あとは左右、10mmを折ってミシンで縫います。
*縫う前にアイロンで押さえることを忘れずに。
いよいよ、耳紐を取り付けます。
当初はかみさんのヘアゴムを使いましたが、ゴムのキックバックが強すぎて、息子には不快に感じた様です。
近隣の手芸コーナーでゴムを探しましたが、マスクに使えるゴムは全て品切れ状態でした。

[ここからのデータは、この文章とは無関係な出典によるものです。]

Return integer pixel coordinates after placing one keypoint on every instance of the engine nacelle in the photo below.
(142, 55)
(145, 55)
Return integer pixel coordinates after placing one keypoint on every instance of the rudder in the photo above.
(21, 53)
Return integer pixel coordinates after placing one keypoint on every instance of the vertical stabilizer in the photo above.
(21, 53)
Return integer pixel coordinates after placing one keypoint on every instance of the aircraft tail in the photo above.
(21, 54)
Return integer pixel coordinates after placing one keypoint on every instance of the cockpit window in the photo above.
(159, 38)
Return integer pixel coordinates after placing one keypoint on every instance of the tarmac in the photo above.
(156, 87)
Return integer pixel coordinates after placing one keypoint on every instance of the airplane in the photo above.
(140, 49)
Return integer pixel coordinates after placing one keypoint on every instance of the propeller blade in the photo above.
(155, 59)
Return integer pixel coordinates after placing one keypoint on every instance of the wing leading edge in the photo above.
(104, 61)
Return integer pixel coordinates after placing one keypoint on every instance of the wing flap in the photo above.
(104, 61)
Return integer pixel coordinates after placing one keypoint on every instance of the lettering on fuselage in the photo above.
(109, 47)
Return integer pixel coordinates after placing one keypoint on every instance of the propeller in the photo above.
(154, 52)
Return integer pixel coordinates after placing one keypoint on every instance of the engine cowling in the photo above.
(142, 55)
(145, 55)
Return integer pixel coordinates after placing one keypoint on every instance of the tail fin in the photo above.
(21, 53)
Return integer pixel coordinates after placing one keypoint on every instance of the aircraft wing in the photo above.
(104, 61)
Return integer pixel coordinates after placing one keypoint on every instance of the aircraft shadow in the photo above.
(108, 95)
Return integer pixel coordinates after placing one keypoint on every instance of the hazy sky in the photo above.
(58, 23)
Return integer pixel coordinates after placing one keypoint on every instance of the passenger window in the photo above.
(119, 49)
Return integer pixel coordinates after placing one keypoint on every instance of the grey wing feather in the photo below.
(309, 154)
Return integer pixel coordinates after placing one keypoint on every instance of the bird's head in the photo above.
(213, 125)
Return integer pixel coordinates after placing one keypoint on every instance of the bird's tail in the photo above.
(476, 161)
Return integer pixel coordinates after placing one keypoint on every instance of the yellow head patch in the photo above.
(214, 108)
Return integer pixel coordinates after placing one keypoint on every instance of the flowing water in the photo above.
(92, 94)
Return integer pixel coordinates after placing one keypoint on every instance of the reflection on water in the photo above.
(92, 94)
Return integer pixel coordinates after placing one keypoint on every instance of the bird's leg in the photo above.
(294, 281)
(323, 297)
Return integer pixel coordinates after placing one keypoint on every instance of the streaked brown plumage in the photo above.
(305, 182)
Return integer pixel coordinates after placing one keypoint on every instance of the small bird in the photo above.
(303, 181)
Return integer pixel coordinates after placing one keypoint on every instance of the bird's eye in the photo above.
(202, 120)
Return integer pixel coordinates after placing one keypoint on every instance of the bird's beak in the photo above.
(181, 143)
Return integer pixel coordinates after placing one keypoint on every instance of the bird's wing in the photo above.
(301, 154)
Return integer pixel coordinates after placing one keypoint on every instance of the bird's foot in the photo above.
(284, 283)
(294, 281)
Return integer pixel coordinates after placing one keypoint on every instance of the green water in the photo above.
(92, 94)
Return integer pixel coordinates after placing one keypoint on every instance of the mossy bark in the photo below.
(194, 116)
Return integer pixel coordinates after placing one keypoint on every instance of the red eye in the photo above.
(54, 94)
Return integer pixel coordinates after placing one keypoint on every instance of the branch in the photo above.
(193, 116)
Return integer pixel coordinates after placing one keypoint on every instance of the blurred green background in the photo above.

伸び縮みする素材を家中探し、裁縫箱からこれを見つけました。
ニットテープです。
織物ではなくニット編みのなので伸び縮みしてくれます。
結果としてはソフトな肌触りでよい感じに仕上がりました。

耳紐の取り付けです。
取り付け位置や長さはお子様の 顔にフィットする様に合わせてあげてください。
我が家の愛息の場合は上下5㎜ほど内側、ニットテープの長さは160㎜ほどでした。
工房に流れるラジオから、感染予防の専門家の話が聞こえてきました。
一般の人が手に入れられるマスクは使い捨て、布、共に完全に感染予防できるものではありません。人に移さないという意味でも、しないよりした方が良いでしょう。との事でした。
少しでもという望みがある以上は出来る事をやって行こうと思います。